From: Peter Zijlstra <a.p.zijlstra@chello.nl>
To: mingo@elte.hu, linux-kernel@vger.kernel.org
Cc: paulus@samba.org, eranian@google.com, robert.richter@amd.com,
fweisbec@gmail.com, Masami Hiramatsu <mhiramat@redhat.com>,
Peter Zijlstra <a.p.zijlstra@chello.nl>
Subject: [RFC][PATCH 10/11] perf, x86: use LBR for PEBS IP+1 fixup
Date: Wed, 03 Mar 2010 17:39:46 +0100 [thread overview]
Message-ID: <20100303164306.602529559@chello.nl> (raw)
In-Reply-To: 20100303163936.906011640@chello.nl
[-- Attachment #1: perf-pebs-lbr.patch --]
[-- Type: text/plain, Size: 6648 bytes --]
PEBS always reports the IP+1, that is the instruction after the one
that got sampled, cure this by using the LBR to reliably rewind the
instruction stream.
CC: Masami Hiramatsu <mhiramat@redhat.com>
Signed-off-by: Peter Zijlstra <a.p.zijlstra@chello.nl>
---
arch/x86/kernel/cpu/perf_event.c | 70 ++++++++++++-------------
arch/x86/kernel/cpu/perf_event_intel.c | 4 -
arch/x86/kernel/cpu/perf_event_intel_ds.c | 81 +++++++++++++++++++++++++++++-
3 files changed, 116 insertions(+), 39 deletions(-)

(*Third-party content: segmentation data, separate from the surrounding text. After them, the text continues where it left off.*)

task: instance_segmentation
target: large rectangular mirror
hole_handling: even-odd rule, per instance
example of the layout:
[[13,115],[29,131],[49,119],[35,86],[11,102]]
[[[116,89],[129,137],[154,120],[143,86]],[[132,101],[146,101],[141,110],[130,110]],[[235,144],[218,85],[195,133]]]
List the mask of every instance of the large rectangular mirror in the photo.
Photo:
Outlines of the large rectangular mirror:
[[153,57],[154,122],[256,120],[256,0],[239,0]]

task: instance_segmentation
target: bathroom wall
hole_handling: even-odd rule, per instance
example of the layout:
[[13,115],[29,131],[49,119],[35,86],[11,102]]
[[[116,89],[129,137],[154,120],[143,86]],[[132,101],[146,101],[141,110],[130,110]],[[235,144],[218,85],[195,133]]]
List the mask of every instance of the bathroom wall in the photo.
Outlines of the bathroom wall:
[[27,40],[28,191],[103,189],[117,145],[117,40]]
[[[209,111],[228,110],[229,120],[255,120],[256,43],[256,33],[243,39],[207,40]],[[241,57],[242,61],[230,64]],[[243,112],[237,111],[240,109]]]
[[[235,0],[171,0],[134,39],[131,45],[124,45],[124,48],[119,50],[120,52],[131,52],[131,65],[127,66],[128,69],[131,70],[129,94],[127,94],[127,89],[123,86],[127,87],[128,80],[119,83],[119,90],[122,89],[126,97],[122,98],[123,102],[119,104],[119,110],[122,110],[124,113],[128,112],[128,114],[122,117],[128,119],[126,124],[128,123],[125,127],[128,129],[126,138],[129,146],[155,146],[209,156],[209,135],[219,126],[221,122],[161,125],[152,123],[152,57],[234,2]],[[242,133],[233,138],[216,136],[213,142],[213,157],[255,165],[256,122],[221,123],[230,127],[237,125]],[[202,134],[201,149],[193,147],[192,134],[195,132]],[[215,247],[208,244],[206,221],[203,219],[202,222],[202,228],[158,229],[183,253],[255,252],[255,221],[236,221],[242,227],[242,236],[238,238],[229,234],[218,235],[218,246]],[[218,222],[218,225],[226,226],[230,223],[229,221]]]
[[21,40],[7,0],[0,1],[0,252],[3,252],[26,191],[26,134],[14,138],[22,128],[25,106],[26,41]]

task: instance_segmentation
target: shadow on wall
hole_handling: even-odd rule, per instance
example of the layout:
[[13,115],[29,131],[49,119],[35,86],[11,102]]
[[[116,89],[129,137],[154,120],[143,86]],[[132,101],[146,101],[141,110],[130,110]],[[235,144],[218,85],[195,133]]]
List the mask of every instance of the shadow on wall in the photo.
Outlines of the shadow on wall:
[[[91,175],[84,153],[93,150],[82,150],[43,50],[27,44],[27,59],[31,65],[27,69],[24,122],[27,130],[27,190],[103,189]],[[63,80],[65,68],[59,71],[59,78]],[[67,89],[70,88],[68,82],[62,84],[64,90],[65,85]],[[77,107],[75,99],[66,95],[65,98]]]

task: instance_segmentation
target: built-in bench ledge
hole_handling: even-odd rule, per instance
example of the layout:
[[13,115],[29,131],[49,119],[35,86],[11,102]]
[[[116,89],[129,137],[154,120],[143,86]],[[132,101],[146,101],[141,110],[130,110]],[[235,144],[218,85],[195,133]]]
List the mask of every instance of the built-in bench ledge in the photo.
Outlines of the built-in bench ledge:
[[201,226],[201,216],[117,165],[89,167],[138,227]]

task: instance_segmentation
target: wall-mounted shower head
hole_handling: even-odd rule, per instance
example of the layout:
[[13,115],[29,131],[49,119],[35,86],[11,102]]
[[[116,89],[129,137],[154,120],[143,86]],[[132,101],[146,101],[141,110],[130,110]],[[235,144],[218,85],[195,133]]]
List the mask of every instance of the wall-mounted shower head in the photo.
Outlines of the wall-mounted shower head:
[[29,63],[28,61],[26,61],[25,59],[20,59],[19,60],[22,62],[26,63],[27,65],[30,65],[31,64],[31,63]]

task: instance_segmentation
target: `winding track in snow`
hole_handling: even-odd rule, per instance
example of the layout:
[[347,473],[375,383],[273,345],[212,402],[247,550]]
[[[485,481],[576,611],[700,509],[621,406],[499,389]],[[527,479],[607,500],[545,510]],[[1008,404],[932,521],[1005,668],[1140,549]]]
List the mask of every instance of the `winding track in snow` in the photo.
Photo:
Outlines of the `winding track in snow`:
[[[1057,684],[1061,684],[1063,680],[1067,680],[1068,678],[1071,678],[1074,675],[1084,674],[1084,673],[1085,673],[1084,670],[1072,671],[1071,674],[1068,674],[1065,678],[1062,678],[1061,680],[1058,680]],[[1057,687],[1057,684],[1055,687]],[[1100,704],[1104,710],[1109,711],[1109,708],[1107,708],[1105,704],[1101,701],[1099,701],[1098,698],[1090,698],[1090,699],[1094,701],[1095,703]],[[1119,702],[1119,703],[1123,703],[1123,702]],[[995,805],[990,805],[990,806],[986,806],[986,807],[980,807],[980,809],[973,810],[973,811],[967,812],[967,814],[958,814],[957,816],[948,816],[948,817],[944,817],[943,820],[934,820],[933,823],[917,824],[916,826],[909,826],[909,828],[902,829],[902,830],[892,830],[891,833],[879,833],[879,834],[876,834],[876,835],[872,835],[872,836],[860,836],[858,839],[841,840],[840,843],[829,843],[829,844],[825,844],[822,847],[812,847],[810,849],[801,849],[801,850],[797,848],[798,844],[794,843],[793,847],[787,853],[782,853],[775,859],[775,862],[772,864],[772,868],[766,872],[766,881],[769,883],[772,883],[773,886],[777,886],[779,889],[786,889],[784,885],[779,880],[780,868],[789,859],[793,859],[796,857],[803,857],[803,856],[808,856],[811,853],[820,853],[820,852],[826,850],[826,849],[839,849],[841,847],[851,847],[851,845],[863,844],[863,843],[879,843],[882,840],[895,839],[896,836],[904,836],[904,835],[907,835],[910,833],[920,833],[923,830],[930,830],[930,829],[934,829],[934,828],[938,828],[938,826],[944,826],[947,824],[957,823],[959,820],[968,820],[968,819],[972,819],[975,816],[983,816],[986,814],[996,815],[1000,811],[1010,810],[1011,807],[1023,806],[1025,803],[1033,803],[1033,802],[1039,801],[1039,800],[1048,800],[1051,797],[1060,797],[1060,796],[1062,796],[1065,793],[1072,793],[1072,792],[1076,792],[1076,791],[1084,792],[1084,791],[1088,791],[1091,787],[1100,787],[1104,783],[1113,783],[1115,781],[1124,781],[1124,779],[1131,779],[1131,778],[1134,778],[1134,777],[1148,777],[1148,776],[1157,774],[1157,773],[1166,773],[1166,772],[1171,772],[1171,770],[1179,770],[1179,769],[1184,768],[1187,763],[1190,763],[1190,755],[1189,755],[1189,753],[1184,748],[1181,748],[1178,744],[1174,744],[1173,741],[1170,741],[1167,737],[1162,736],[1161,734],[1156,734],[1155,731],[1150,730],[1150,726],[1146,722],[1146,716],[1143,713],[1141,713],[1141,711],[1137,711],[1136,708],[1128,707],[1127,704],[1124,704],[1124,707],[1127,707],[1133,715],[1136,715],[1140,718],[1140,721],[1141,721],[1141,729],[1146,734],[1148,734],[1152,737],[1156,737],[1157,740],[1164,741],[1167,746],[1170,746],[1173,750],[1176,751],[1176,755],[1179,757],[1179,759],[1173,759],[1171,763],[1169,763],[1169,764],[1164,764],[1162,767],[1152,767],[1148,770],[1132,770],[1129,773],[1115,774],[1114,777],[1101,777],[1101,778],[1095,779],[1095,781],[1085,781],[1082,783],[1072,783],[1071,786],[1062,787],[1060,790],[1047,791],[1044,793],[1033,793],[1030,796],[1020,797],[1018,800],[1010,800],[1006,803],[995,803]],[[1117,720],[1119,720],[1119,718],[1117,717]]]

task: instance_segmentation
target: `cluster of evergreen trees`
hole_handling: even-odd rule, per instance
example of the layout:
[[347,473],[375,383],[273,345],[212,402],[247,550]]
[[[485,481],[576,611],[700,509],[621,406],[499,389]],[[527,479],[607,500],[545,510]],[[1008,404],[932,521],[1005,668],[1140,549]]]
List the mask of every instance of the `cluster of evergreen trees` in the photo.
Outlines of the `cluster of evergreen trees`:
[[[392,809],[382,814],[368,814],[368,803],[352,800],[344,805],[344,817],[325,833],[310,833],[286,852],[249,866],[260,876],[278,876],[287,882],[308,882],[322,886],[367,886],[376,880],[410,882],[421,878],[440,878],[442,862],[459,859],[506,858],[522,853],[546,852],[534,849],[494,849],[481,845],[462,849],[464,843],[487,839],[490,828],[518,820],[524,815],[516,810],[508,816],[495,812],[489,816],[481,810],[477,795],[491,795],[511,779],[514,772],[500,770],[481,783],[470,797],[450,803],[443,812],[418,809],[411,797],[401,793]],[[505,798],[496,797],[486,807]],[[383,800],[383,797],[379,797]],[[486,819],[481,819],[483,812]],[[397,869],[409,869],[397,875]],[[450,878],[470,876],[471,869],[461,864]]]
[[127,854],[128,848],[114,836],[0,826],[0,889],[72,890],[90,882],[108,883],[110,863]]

Index: linux-2.6/arch/x86/kernel/cpu/perf_event.c
===================================================================
--- linux-2.6.orig/arch/x86/kernel/cpu/perf_event.c
+++ linux-2.6/arch/x86/kernel/cpu/perf_event.c
@@ -29,6 +29,41 @@
#include <asm/stacktrace.h>
#include <asm/nmi.h>
+/*
+ * best effort, GUP based copy_from_user() that assumes IRQ or NMI context
+ */
+static unsigned long
+copy_from_user_nmi(void *to, const void __user *from, unsigned long n)
+{
+ unsigned long offset, addr = (unsigned long)from;
+ int type = in_nmi() ? KM_NMI : KM_IRQ0;
+ unsigned long size, len = 0;
+ struct page *page;
+ void *map;
+ int ret;
+
+ do {
+ ret = __get_user_pages_fast(addr, 1, 0, &page);
+ if (!ret)
+ break;
+
+ offset = addr & (PAGE_SIZE - 1);
+ size = min(PAGE_SIZE - offset, n - len);
+
+ map = kmap_atomic(page, type);
+ memcpy(to, map+offset, size);
+ kunmap_atomic(map, type);
+ put_page(page);
+
+ len += size;
+ to += size;
+ addr += size;
+
+ } while (len < n);
+
+ return len;
+}
+
static u64 perf_event_mask __read_mostly;
struct event_constraint {
@@ -1516,41 +1551,6 @@ perf_callchain_kernel(struct pt_regs *re
dump_trace(NULL, regs, NULL, regs->bp, &backtrace_ops, entry);
}
-/*
- * best effort, GUP based copy_from_user() that assumes IRQ or NMI context
- */
-static unsigned long
-copy_from_user_nmi(void *to, const void __user *from, unsigned long n)
-{
- unsigned long offset, addr = (unsigned long)from;
- int type = in_nmi() ? KM_NMI : KM_IRQ0;
- unsigned long size, len = 0;
- struct page *page;
- void *map;
- int ret;
-
- do {
- ret = __get_user_pages_fast(addr, 1, 0, &page);
- if (!ret)
- break;
-
- offset = addr & (PAGE_SIZE - 1);
- size = min(PAGE_SIZE - offset, n - len);
-
- map = kmap_atomic(page, type);
- memcpy(to, map+offset, size);
- kunmap_atomic(map, type);
- put_page(page);
-
- len += size;
- to += size;
- addr += size;
-
- } while (len < n);
-
- return len;
-}
-
static int copy_stack_frame(const void __user *fp, struct stack_frame *frame)
{
unsigned long bytes;
Index: linux-2.6/arch/x86/kernel/cpu/perf_event_intel.c
===================================================================
--- linux-2.6.orig/arch/x86/kernel/cpu/perf_event_intel.c
+++ linux-2.6/arch/x86/kernel/cpu/perf_event_intel.c
@@ -547,7 +547,7 @@ static void intel_pmu_disable_event(stru
x86_pmu_disable_event(event);
if (unlikely(event->attr.precise))
- intel_pmu_pebs_disable(hwc);
+ intel_pmu_pebs_disable(event);
if (event->attr.sample_type & PERF_SAMPLE_BRANCH_STACK)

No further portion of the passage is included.